Było to tak: Dni toczyły się leniwie, pełne codziennych zajęć. Jej pocałunek mógłby z zamkniętymi oczami wymienić codzienne czynności swojej Pani: wstawanie, ubieranie, jedzenie, praca, jazda autobusem i tramwajem, powroty do domu, sprzątanie, robienie zakupów, gotowanie, pranie…Znacie to przecież-zawsze tak samo i zawsze to samo.
Niezupełnie. Jej pocałunek zauważył, że koniec tygodnia jest nieco inny. Pani więcej pracuje w domu, w mieszkaniu rozchodzi się rozkoszny zapach pieczonego ciasta.
Jej pocałunek lubi zgadywać, co tym razem Pani upiecze. Bawi się tym doskonale. Gdy wieczorem w piątek przyjeżdża Pan, zanim Pani wypaple, co zrobiła, zadaje szybciutko pytanie Jego pocałunkowi. Ten konkurs jest bardzo zabawny. Jego pocałunek też lubi tę zabawę. Nagrody są takie mu miłe, takie czułe i tkliwe. Są też nagrody pocieszenia. Jej pocałunek zawsze ma mnóstwo pomysłów.
Tym razem pyszny sernik czekał w kuchni, obiad był przygotowany, dom wypełniony zapachami.
Jej pocałunek czuł coraz częściej coś bardzo poważnego między Panem a Panią. Nawet Jego pocałunek ostatnio mruczał coś o decydującym spotkaniu.
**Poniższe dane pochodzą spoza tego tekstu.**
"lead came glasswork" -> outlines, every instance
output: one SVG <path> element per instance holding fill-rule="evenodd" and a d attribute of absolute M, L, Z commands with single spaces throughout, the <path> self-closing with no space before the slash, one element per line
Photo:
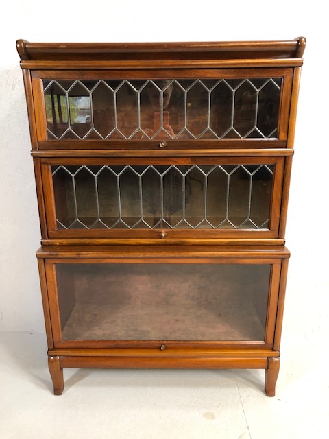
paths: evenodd
<path fill-rule="evenodd" d="M 272 165 L 51 167 L 58 230 L 269 228 Z"/>
<path fill-rule="evenodd" d="M 282 78 L 43 82 L 49 139 L 278 137 Z"/>

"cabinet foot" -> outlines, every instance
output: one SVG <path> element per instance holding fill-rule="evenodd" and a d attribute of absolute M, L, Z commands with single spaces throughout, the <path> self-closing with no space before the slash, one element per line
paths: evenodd
<path fill-rule="evenodd" d="M 53 394 L 61 395 L 64 390 L 63 369 L 60 367 L 60 357 L 48 357 L 48 367 L 53 381 Z"/>
<path fill-rule="evenodd" d="M 269 365 L 265 370 L 265 393 L 267 396 L 276 395 L 276 384 L 280 369 L 280 358 L 269 358 Z"/>

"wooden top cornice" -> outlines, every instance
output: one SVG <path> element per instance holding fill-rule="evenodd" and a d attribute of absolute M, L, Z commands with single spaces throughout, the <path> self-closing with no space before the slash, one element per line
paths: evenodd
<path fill-rule="evenodd" d="M 208 43 L 30 43 L 18 40 L 23 69 L 298 67 L 306 39 Z"/>

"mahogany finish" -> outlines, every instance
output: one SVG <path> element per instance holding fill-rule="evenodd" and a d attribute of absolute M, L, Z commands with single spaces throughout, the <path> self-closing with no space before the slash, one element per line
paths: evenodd
<path fill-rule="evenodd" d="M 92 367 L 261 368 L 275 395 L 305 44 L 17 41 L 55 394 Z"/>

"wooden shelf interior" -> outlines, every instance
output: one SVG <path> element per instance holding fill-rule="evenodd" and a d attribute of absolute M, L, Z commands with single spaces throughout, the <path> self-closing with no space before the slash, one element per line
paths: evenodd
<path fill-rule="evenodd" d="M 58 264 L 63 340 L 263 340 L 269 264 Z"/>

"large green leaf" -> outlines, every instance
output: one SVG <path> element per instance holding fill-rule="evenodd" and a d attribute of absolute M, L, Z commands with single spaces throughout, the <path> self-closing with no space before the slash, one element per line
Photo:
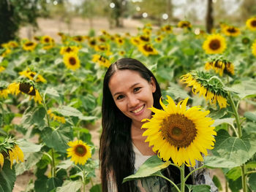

Na razie postanowił nie analizować przyczyn napięcia tylko przygotować się na dobrą zabawę z Jego pocałunkiem. Konkurs „co Ona upiekła?” odpadał, bo zapach sernika od drzwi zdradzał odpowiedź.
Od samego wejścia Jego pocałunek robił do niego dziwne miny, pokazywał palcem na Pana, a raczej na kieszeń Jego marynarki i łapał się za głowę. Jej pocałunek niewiele zrozumiał z tej migowej i minowej mowy. Już miał się nadąsać gdy usłyszał głos Pana pełen ciepła i czułości. Udobruchany kiwnął na Jego pocałunek zapraszając go do zabawy. Pani wyszła do kuchni zrobić herbatę.
A tu pełne zaskoczenie! Pan szybko wyjął coś z kieszeni, upewnił się czy Pani nie nadchodzi i położył „to coś” obok filiżanki Pani.
Już miał uczynić wyrzuty Jego pocałunkowi, że nie zdradził sekretu tajemniczego, małego pudełeczka, ale ciekawość przeważyła. Wspólnie z Jego pocałunkiem próbowali poważyć wieczko pudełka. Nic z tego. Było mocno zaciśnięte. Nie pozostawało nic innego jak poczekać na Panią. Pocałunki stanęły po obu stronach pudełeczka w oczekiwaniu na rozwój wydarzeń.
bukiet makow Nareszcie Pani przyszła z kuchni z herbatą. Od razu zauważyła niespodziankę przy swoim nakryciu. Popatrzyła z czułością na Pana – Jej pocałunek zauważył lśnienie w Pani oczach – i bez słowa otworzyła czerwone, aksamitne pudełko. W środku był pierścionek. Światło odbiło się od szlifowanego oczka i rozsypało drżące blaski w powietrzu. Jej i Jego pocałunek westchnęły z zachwytu. Było tak, jak gdy przybyła po raz pierwszy Różdżka Czułości (w bajce nr 6).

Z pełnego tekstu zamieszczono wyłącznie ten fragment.